There are albums that feel less like they were recorded and more like they were found, like someone left a window open in 1981 and this whole broken, beautiful thing just drifted in.
Pirates is Rickie Lee Jones’s second record, and it is one of the strangest major-label releases of its era — a suite of songs about loss and longing and the specific gravity of people who have already left, made with the patience of someone who had nothing left to prove and everything left to say.
The Room It Was Made In
It was recorded at Sunset Sound in Hollywood, engineered by the late Val Garay, who had just come off producing Kim Carnes’s “Bette Davis Eyes” and knew exactly how to make a room sound like a room. The production credit goes to Russ Titelman and Lenny Waronker, two Warner Bros. lifers who understood that Jones needed space more than she needed polish.
The personnel reads like a session musician dream — Dr. John plays piano on several tracks, which tells you something about the mood they were after. Victor Feldman handles vibraphone and percussion, lending the record that cool, after-hours shimmer. Fred Tackett, later of Little Feat, plays guitar throughout. These weren’t names dropped for prestige; they were the right people for the temperature of these songs.
Drummer Jeff Porcaro plays with the kind of looseness that only sounds effortless because he was genuinely that good.
What the Songs Actually Do
Jones is twenty-six when this comes out, and she sings like someone who has already lived three different lives. “We Belong Together” opens the album and it is, without qualification, one of the greatest album openers of the decade — a slow, aching ballad that establishes the record’s emotional key before you even realize you’ve been tuned.
“Woody and Dutch on the Slow Train to Peking” is nine and a half minutes of jazz-inflected spoken word and melody that shouldn’t work and completely does.
“Living It Up” has a looseness that sounds spontaneous, which almost certainly means it took many careful hours to achieve. That’s the trick of the whole record — everything feels accidental, offhand, the musical equivalent of a story told in a bar at closing time. But Garay’s engineering is meticulous, every ambient detail considered, every piano note given room to decay properly.
The orchestral arrangements, largely handled by Tom Scott and others, could have tipped the whole thing into smooth-jazz softness. Instead they feel like weather — something you’re inside of rather than listening to.

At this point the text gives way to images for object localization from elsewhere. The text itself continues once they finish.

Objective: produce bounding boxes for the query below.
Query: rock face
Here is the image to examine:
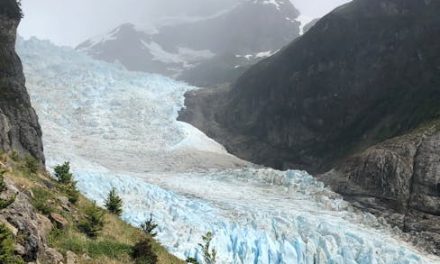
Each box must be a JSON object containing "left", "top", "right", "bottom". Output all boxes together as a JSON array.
[
  {"left": 0, "top": 1, "right": 44, "bottom": 164},
  {"left": 180, "top": 0, "right": 440, "bottom": 254},
  {"left": 76, "top": 0, "right": 301, "bottom": 87},
  {"left": 318, "top": 123, "right": 440, "bottom": 254},
  {"left": 183, "top": 0, "right": 440, "bottom": 173},
  {"left": 0, "top": 178, "right": 61, "bottom": 263}
]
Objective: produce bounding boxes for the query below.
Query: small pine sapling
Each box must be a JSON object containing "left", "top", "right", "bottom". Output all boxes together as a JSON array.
[
  {"left": 141, "top": 214, "right": 158, "bottom": 237},
  {"left": 131, "top": 239, "right": 158, "bottom": 264},
  {"left": 79, "top": 201, "right": 105, "bottom": 238},
  {"left": 104, "top": 187, "right": 123, "bottom": 216},
  {"left": 186, "top": 232, "right": 217, "bottom": 264}
]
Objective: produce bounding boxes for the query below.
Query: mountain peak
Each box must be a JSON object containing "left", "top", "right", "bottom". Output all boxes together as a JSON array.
[
  {"left": 251, "top": 0, "right": 288, "bottom": 10},
  {"left": 76, "top": 0, "right": 301, "bottom": 86},
  {"left": 246, "top": 0, "right": 299, "bottom": 19}
]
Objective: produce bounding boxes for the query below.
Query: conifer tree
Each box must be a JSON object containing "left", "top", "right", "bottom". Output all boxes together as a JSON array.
[
  {"left": 79, "top": 202, "right": 105, "bottom": 238},
  {"left": 185, "top": 232, "right": 217, "bottom": 264},
  {"left": 54, "top": 162, "right": 74, "bottom": 184},
  {"left": 105, "top": 188, "right": 123, "bottom": 216},
  {"left": 132, "top": 239, "right": 158, "bottom": 264},
  {"left": 141, "top": 214, "right": 158, "bottom": 237}
]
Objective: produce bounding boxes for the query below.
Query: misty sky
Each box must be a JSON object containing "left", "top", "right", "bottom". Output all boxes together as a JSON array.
[{"left": 19, "top": 0, "right": 350, "bottom": 47}]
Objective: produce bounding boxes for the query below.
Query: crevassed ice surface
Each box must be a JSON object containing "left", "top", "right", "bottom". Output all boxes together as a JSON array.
[{"left": 17, "top": 38, "right": 440, "bottom": 264}]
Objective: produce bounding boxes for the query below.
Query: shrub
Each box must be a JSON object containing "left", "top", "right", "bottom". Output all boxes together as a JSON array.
[
  {"left": 0, "top": 194, "right": 16, "bottom": 210},
  {"left": 140, "top": 214, "right": 158, "bottom": 238},
  {"left": 10, "top": 151, "right": 19, "bottom": 162},
  {"left": 79, "top": 202, "right": 105, "bottom": 238},
  {"left": 31, "top": 188, "right": 54, "bottom": 215},
  {"left": 24, "top": 155, "right": 39, "bottom": 174},
  {"left": 54, "top": 162, "right": 79, "bottom": 204},
  {"left": 199, "top": 232, "right": 216, "bottom": 264},
  {"left": 0, "top": 224, "right": 24, "bottom": 264},
  {"left": 186, "top": 232, "right": 217, "bottom": 264},
  {"left": 54, "top": 162, "right": 74, "bottom": 184},
  {"left": 104, "top": 188, "right": 123, "bottom": 216},
  {"left": 131, "top": 239, "right": 158, "bottom": 264},
  {"left": 61, "top": 182, "right": 80, "bottom": 204},
  {"left": 0, "top": 170, "right": 7, "bottom": 192},
  {"left": 186, "top": 257, "right": 199, "bottom": 264}
]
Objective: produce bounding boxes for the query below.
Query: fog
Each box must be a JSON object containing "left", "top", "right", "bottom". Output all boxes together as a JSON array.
[{"left": 19, "top": 0, "right": 350, "bottom": 47}]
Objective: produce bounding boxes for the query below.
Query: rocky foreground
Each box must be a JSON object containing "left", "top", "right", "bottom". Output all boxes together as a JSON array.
[{"left": 0, "top": 154, "right": 183, "bottom": 263}]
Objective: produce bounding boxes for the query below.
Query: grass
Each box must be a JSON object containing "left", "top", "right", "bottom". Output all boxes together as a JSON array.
[
  {"left": 31, "top": 187, "right": 55, "bottom": 215},
  {"left": 0, "top": 153, "right": 184, "bottom": 264},
  {"left": 48, "top": 228, "right": 133, "bottom": 260}
]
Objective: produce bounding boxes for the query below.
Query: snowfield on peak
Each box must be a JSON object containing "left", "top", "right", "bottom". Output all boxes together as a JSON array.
[
  {"left": 75, "top": 0, "right": 301, "bottom": 87},
  {"left": 18, "top": 38, "right": 440, "bottom": 264}
]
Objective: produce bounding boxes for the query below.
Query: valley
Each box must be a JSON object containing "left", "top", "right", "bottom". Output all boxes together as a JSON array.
[{"left": 18, "top": 37, "right": 440, "bottom": 264}]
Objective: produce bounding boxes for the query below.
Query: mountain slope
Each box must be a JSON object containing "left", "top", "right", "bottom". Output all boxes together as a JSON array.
[
  {"left": 76, "top": 0, "right": 301, "bottom": 87},
  {"left": 179, "top": 0, "right": 440, "bottom": 254},
  {"left": 182, "top": 0, "right": 440, "bottom": 172},
  {"left": 0, "top": 0, "right": 44, "bottom": 164},
  {"left": 319, "top": 120, "right": 440, "bottom": 255},
  {"left": 0, "top": 154, "right": 184, "bottom": 264}
]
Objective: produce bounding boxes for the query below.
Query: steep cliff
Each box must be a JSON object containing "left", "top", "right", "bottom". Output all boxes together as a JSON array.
[
  {"left": 179, "top": 0, "right": 440, "bottom": 254},
  {"left": 0, "top": 0, "right": 44, "bottom": 164}
]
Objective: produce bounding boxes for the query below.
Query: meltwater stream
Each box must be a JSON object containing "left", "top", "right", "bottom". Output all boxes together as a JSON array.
[{"left": 18, "top": 38, "right": 439, "bottom": 264}]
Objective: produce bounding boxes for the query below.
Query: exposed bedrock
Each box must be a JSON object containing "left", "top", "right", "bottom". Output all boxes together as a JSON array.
[{"left": 0, "top": 1, "right": 44, "bottom": 164}]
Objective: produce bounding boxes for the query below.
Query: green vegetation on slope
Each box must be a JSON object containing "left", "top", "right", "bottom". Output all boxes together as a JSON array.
[{"left": 0, "top": 153, "right": 184, "bottom": 264}]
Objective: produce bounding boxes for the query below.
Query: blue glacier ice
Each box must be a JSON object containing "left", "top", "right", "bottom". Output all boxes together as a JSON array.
[{"left": 17, "top": 37, "right": 440, "bottom": 264}]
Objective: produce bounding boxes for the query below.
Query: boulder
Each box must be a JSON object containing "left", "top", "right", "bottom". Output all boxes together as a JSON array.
[{"left": 49, "top": 213, "right": 68, "bottom": 229}]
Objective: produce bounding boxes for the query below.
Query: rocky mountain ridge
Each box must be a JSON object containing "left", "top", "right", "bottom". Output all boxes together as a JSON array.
[{"left": 76, "top": 0, "right": 301, "bottom": 87}]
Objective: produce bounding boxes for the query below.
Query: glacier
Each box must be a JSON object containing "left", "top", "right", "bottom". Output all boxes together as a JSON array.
[{"left": 17, "top": 37, "right": 440, "bottom": 264}]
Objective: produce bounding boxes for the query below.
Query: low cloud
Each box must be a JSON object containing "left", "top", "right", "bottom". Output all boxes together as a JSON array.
[{"left": 19, "top": 0, "right": 350, "bottom": 46}]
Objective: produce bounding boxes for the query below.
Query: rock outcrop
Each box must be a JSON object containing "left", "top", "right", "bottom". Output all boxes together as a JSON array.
[
  {"left": 0, "top": 0, "right": 44, "bottom": 164},
  {"left": 318, "top": 122, "right": 440, "bottom": 254},
  {"left": 180, "top": 0, "right": 440, "bottom": 254},
  {"left": 0, "top": 178, "right": 63, "bottom": 263}
]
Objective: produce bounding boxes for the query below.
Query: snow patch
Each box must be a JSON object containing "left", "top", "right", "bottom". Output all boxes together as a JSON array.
[
  {"left": 297, "top": 15, "right": 317, "bottom": 35},
  {"left": 141, "top": 40, "right": 215, "bottom": 70},
  {"left": 236, "top": 50, "right": 277, "bottom": 61},
  {"left": 172, "top": 121, "right": 228, "bottom": 154},
  {"left": 255, "top": 0, "right": 281, "bottom": 10}
]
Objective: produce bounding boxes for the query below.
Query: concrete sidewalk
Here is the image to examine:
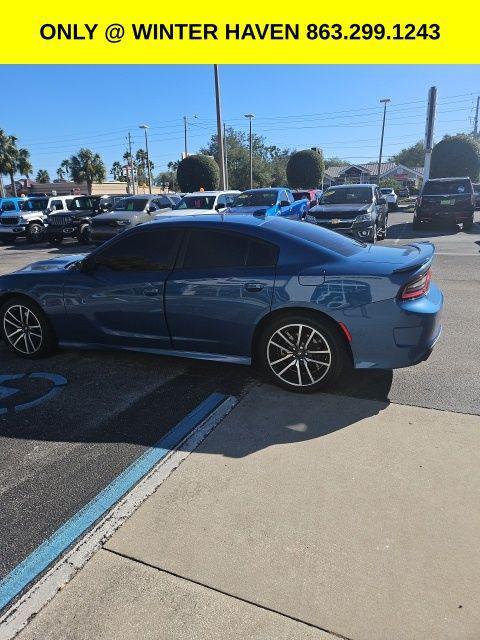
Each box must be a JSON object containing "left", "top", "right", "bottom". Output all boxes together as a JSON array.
[{"left": 17, "top": 386, "right": 480, "bottom": 640}]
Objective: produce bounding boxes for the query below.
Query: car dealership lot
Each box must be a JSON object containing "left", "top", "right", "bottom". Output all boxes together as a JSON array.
[{"left": 1, "top": 209, "right": 480, "bottom": 635}]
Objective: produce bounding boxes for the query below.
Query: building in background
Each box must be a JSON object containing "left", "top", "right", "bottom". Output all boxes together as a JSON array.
[{"left": 324, "top": 162, "right": 423, "bottom": 189}]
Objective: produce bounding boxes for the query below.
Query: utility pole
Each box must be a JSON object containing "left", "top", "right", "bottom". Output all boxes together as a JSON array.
[
  {"left": 127, "top": 131, "right": 135, "bottom": 195},
  {"left": 245, "top": 113, "right": 255, "bottom": 189},
  {"left": 213, "top": 65, "right": 226, "bottom": 190},
  {"left": 0, "top": 174, "right": 5, "bottom": 199},
  {"left": 183, "top": 116, "right": 188, "bottom": 157},
  {"left": 423, "top": 86, "right": 437, "bottom": 182},
  {"left": 223, "top": 122, "right": 228, "bottom": 190},
  {"left": 376, "top": 99, "right": 390, "bottom": 185},
  {"left": 139, "top": 124, "right": 152, "bottom": 194},
  {"left": 474, "top": 96, "right": 479, "bottom": 137}
]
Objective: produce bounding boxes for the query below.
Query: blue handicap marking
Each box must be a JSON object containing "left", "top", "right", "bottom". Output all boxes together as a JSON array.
[{"left": 0, "top": 372, "right": 67, "bottom": 415}]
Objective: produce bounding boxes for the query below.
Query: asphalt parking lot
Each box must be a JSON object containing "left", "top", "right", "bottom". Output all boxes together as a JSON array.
[{"left": 1, "top": 206, "right": 479, "bottom": 605}]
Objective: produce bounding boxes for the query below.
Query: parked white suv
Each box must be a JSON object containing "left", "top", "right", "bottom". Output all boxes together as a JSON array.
[
  {"left": 380, "top": 188, "right": 398, "bottom": 211},
  {"left": 154, "top": 190, "right": 240, "bottom": 217}
]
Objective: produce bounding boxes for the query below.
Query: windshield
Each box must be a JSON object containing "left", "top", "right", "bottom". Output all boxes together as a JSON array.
[
  {"left": 233, "top": 191, "right": 278, "bottom": 208},
  {"left": 113, "top": 198, "right": 149, "bottom": 212},
  {"left": 67, "top": 197, "right": 95, "bottom": 211},
  {"left": 20, "top": 198, "right": 48, "bottom": 211},
  {"left": 423, "top": 180, "right": 472, "bottom": 195},
  {"left": 380, "top": 188, "right": 392, "bottom": 194},
  {"left": 320, "top": 187, "right": 373, "bottom": 205},
  {"left": 174, "top": 195, "right": 216, "bottom": 210},
  {"left": 292, "top": 192, "right": 309, "bottom": 201}
]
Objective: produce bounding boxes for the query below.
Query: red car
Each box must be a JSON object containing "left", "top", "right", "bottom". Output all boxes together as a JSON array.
[{"left": 292, "top": 189, "right": 322, "bottom": 209}]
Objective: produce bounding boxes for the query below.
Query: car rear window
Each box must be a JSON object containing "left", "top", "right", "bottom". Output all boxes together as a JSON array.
[
  {"left": 423, "top": 180, "right": 472, "bottom": 195},
  {"left": 272, "top": 218, "right": 364, "bottom": 257}
]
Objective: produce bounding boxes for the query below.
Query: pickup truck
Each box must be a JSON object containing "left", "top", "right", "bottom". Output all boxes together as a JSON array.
[
  {"left": 226, "top": 188, "right": 309, "bottom": 220},
  {"left": 0, "top": 197, "right": 48, "bottom": 244}
]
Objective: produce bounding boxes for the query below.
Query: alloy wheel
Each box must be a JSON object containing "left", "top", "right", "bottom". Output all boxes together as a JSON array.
[
  {"left": 3, "top": 304, "right": 43, "bottom": 355},
  {"left": 266, "top": 323, "right": 332, "bottom": 388}
]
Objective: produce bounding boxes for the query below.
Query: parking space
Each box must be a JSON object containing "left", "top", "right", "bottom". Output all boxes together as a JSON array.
[{"left": 1, "top": 208, "right": 479, "bottom": 615}]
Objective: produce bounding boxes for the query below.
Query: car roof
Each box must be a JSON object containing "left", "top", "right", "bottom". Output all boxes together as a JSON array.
[
  {"left": 242, "top": 188, "right": 281, "bottom": 193},
  {"left": 183, "top": 191, "right": 239, "bottom": 196},
  {"left": 327, "top": 184, "right": 374, "bottom": 189},
  {"left": 1, "top": 196, "right": 28, "bottom": 202},
  {"left": 425, "top": 176, "right": 471, "bottom": 182},
  {"left": 148, "top": 213, "right": 271, "bottom": 229}
]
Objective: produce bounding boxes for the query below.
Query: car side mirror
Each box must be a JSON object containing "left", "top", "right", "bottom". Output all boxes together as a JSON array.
[
  {"left": 147, "top": 205, "right": 156, "bottom": 214},
  {"left": 215, "top": 204, "right": 224, "bottom": 211},
  {"left": 279, "top": 200, "right": 290, "bottom": 208}
]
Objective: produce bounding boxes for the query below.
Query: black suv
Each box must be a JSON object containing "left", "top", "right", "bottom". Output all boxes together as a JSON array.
[
  {"left": 414, "top": 177, "right": 475, "bottom": 230},
  {"left": 46, "top": 195, "right": 102, "bottom": 245},
  {"left": 307, "top": 184, "right": 388, "bottom": 243}
]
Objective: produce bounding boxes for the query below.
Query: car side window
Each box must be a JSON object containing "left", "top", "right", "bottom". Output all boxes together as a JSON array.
[
  {"left": 154, "top": 197, "right": 171, "bottom": 208},
  {"left": 216, "top": 195, "right": 227, "bottom": 208},
  {"left": 93, "top": 229, "right": 182, "bottom": 272},
  {"left": 287, "top": 191, "right": 294, "bottom": 204},
  {"left": 226, "top": 195, "right": 236, "bottom": 206},
  {"left": 181, "top": 229, "right": 278, "bottom": 269},
  {"left": 51, "top": 200, "right": 63, "bottom": 211}
]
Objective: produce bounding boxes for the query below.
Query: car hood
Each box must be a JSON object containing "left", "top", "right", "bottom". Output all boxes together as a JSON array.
[
  {"left": 15, "top": 254, "right": 85, "bottom": 273},
  {"left": 91, "top": 211, "right": 137, "bottom": 223},
  {"left": 311, "top": 203, "right": 372, "bottom": 218}
]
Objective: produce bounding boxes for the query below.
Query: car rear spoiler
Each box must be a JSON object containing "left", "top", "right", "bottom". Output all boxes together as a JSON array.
[{"left": 392, "top": 242, "right": 435, "bottom": 274}]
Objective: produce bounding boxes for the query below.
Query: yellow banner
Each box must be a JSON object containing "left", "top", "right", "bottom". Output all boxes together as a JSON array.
[{"left": 1, "top": 0, "right": 477, "bottom": 64}]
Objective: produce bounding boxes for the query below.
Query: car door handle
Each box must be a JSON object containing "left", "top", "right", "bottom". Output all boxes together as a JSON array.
[
  {"left": 143, "top": 287, "right": 159, "bottom": 296},
  {"left": 244, "top": 282, "right": 264, "bottom": 292}
]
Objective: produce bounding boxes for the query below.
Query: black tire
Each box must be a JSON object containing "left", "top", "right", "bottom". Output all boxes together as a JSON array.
[
  {"left": 257, "top": 312, "right": 349, "bottom": 393},
  {"left": 412, "top": 218, "right": 422, "bottom": 230},
  {"left": 26, "top": 223, "right": 45, "bottom": 244},
  {"left": 78, "top": 223, "right": 91, "bottom": 245},
  {"left": 0, "top": 296, "right": 56, "bottom": 358},
  {"left": 48, "top": 236, "right": 63, "bottom": 246},
  {"left": 463, "top": 217, "right": 474, "bottom": 231}
]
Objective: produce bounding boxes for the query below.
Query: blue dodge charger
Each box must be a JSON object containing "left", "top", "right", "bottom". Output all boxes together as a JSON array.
[{"left": 0, "top": 215, "right": 443, "bottom": 392}]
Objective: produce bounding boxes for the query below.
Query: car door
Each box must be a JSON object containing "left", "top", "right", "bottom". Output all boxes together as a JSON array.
[
  {"left": 63, "top": 227, "right": 183, "bottom": 349},
  {"left": 165, "top": 227, "right": 278, "bottom": 358}
]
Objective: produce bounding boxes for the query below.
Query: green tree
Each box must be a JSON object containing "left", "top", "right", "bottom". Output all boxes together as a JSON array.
[
  {"left": 324, "top": 157, "right": 349, "bottom": 169},
  {"left": 36, "top": 169, "right": 50, "bottom": 183},
  {"left": 389, "top": 141, "right": 425, "bottom": 168},
  {"left": 430, "top": 134, "right": 480, "bottom": 181},
  {"left": 17, "top": 148, "right": 33, "bottom": 181},
  {"left": 379, "top": 178, "right": 401, "bottom": 189},
  {"left": 0, "top": 130, "right": 20, "bottom": 196},
  {"left": 110, "top": 161, "right": 126, "bottom": 182},
  {"left": 177, "top": 154, "right": 220, "bottom": 192},
  {"left": 200, "top": 127, "right": 291, "bottom": 190},
  {"left": 69, "top": 148, "right": 106, "bottom": 194},
  {"left": 135, "top": 149, "right": 154, "bottom": 186},
  {"left": 287, "top": 149, "right": 324, "bottom": 188},
  {"left": 56, "top": 159, "right": 71, "bottom": 181}
]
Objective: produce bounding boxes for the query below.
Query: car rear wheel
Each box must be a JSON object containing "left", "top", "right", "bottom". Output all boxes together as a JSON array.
[
  {"left": 0, "top": 296, "right": 56, "bottom": 358},
  {"left": 258, "top": 314, "right": 348, "bottom": 392},
  {"left": 26, "top": 223, "right": 45, "bottom": 244}
]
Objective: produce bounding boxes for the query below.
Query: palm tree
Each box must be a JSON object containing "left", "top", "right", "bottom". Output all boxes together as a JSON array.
[
  {"left": 56, "top": 158, "right": 71, "bottom": 181},
  {"left": 69, "top": 148, "right": 106, "bottom": 195},
  {"left": 0, "top": 131, "right": 20, "bottom": 196},
  {"left": 110, "top": 161, "right": 123, "bottom": 181},
  {"left": 17, "top": 148, "right": 33, "bottom": 185},
  {"left": 36, "top": 169, "right": 50, "bottom": 183}
]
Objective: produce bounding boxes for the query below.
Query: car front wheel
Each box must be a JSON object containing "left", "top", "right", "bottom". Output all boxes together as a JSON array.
[
  {"left": 258, "top": 314, "right": 349, "bottom": 392},
  {"left": 26, "top": 223, "right": 45, "bottom": 244},
  {"left": 0, "top": 296, "right": 56, "bottom": 358}
]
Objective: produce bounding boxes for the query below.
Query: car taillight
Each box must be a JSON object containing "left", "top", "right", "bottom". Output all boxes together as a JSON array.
[{"left": 400, "top": 269, "right": 431, "bottom": 300}]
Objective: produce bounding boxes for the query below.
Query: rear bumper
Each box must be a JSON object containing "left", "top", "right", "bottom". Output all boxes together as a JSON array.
[
  {"left": 416, "top": 208, "right": 474, "bottom": 222},
  {"left": 339, "top": 283, "right": 443, "bottom": 370}
]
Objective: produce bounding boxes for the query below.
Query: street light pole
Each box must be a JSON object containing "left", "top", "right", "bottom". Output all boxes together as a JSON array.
[
  {"left": 183, "top": 116, "right": 188, "bottom": 157},
  {"left": 223, "top": 122, "right": 229, "bottom": 190},
  {"left": 127, "top": 131, "right": 135, "bottom": 195},
  {"left": 213, "top": 65, "right": 226, "bottom": 190},
  {"left": 376, "top": 99, "right": 390, "bottom": 185},
  {"left": 245, "top": 113, "right": 255, "bottom": 189},
  {"left": 139, "top": 124, "right": 152, "bottom": 194}
]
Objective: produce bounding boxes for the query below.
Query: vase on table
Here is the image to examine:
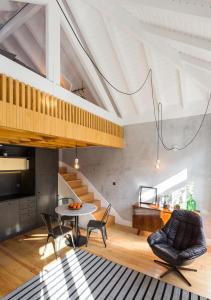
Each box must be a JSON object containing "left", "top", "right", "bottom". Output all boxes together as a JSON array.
[{"left": 186, "top": 194, "right": 196, "bottom": 211}]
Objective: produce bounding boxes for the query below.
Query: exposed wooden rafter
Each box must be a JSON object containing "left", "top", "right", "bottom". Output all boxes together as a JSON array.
[{"left": 0, "top": 4, "right": 41, "bottom": 43}]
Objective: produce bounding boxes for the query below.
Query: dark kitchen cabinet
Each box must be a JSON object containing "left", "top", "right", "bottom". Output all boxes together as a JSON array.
[
  {"left": 19, "top": 196, "right": 36, "bottom": 232},
  {"left": 35, "top": 148, "right": 58, "bottom": 225},
  {"left": 0, "top": 200, "right": 20, "bottom": 240},
  {"left": 0, "top": 148, "right": 58, "bottom": 240}
]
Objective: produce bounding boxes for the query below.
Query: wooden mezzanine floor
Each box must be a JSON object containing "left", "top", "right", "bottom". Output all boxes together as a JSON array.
[{"left": 0, "top": 225, "right": 211, "bottom": 299}]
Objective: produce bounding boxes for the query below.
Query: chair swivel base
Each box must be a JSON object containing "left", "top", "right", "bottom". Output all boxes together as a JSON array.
[{"left": 154, "top": 260, "right": 197, "bottom": 287}]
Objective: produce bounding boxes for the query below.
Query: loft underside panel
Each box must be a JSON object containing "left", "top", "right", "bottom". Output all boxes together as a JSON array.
[{"left": 0, "top": 74, "right": 124, "bottom": 149}]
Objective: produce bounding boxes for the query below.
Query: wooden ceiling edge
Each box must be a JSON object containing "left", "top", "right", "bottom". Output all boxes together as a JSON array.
[{"left": 0, "top": 127, "right": 121, "bottom": 149}]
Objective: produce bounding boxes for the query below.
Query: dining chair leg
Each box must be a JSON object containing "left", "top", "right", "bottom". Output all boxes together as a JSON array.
[
  {"left": 86, "top": 228, "right": 90, "bottom": 247},
  {"left": 43, "top": 235, "right": 50, "bottom": 256},
  {"left": 69, "top": 231, "right": 75, "bottom": 249},
  {"left": 101, "top": 228, "right": 106, "bottom": 248},
  {"left": 56, "top": 236, "right": 62, "bottom": 256},
  {"left": 51, "top": 238, "right": 58, "bottom": 259},
  {"left": 104, "top": 227, "right": 108, "bottom": 239},
  {"left": 88, "top": 228, "right": 92, "bottom": 237}
]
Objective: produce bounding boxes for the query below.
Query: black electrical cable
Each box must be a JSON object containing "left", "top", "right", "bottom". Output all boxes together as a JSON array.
[
  {"left": 57, "top": 0, "right": 211, "bottom": 150},
  {"left": 156, "top": 103, "right": 161, "bottom": 164},
  {"left": 151, "top": 72, "right": 211, "bottom": 151},
  {"left": 56, "top": 0, "right": 152, "bottom": 96}
]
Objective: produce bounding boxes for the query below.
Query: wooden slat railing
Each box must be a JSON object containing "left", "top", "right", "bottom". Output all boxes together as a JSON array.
[{"left": 0, "top": 74, "right": 124, "bottom": 148}]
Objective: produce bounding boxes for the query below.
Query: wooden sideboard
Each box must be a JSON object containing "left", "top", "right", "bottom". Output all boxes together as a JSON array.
[{"left": 132, "top": 203, "right": 172, "bottom": 235}]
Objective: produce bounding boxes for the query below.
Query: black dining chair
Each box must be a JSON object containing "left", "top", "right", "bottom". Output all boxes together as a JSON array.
[
  {"left": 41, "top": 212, "right": 75, "bottom": 258},
  {"left": 86, "top": 204, "right": 111, "bottom": 248},
  {"left": 58, "top": 197, "right": 76, "bottom": 226},
  {"left": 57, "top": 197, "right": 81, "bottom": 236}
]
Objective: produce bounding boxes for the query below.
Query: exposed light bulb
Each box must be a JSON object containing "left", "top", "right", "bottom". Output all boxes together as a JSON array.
[
  {"left": 155, "top": 159, "right": 160, "bottom": 169},
  {"left": 74, "top": 158, "right": 80, "bottom": 169}
]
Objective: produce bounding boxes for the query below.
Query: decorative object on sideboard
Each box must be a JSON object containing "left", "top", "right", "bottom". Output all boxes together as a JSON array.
[
  {"left": 186, "top": 194, "right": 196, "bottom": 211},
  {"left": 138, "top": 185, "right": 158, "bottom": 206},
  {"left": 186, "top": 181, "right": 197, "bottom": 211}
]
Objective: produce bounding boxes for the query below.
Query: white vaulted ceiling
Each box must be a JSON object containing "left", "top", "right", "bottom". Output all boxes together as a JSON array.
[
  {"left": 0, "top": 0, "right": 211, "bottom": 125},
  {"left": 0, "top": 1, "right": 25, "bottom": 28}
]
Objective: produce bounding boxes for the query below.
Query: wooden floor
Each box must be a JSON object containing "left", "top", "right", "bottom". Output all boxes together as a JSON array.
[{"left": 0, "top": 224, "right": 211, "bottom": 299}]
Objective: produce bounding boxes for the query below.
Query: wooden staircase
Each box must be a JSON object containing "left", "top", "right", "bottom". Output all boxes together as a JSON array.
[{"left": 59, "top": 167, "right": 115, "bottom": 226}]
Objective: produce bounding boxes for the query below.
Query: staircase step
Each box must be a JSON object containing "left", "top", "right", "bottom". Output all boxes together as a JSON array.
[
  {"left": 60, "top": 169, "right": 115, "bottom": 226},
  {"left": 67, "top": 179, "right": 82, "bottom": 188},
  {"left": 93, "top": 208, "right": 115, "bottom": 227},
  {"left": 59, "top": 166, "right": 67, "bottom": 174},
  {"left": 93, "top": 199, "right": 101, "bottom": 209},
  {"left": 62, "top": 173, "right": 77, "bottom": 181},
  {"left": 107, "top": 215, "right": 115, "bottom": 226},
  {"left": 80, "top": 192, "right": 94, "bottom": 202},
  {"left": 73, "top": 186, "right": 88, "bottom": 196},
  {"left": 93, "top": 207, "right": 106, "bottom": 220}
]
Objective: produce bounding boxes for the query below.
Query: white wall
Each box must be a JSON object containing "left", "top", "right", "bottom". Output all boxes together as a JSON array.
[{"left": 61, "top": 114, "right": 211, "bottom": 239}]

A Record That Lives in the Dark
I’ll say this plainly: Pirates is a better album than the debut. The debut was hungrier, more urgent, and that urgency is real and worth having. But this one is deeper. It knows things the debut was still learning.
It also flopped, commercially speaking. The debut had “Chuck E.’s in Love” and a cultural moment behind it. Pirates had no such hit, and radio didn’t know what to do with it, and the industry moved on quickly. Decades of critical rehabilitation followed, as they always do when something arrives too complete for its moment.
Put this on after the house goes quiet. Don’t look at your phone. Let “Skeletons” find you somewhere in the second half of the record, and see if you can explain what it does to you.
I can’t, and I’ve been trying since I was nineteen.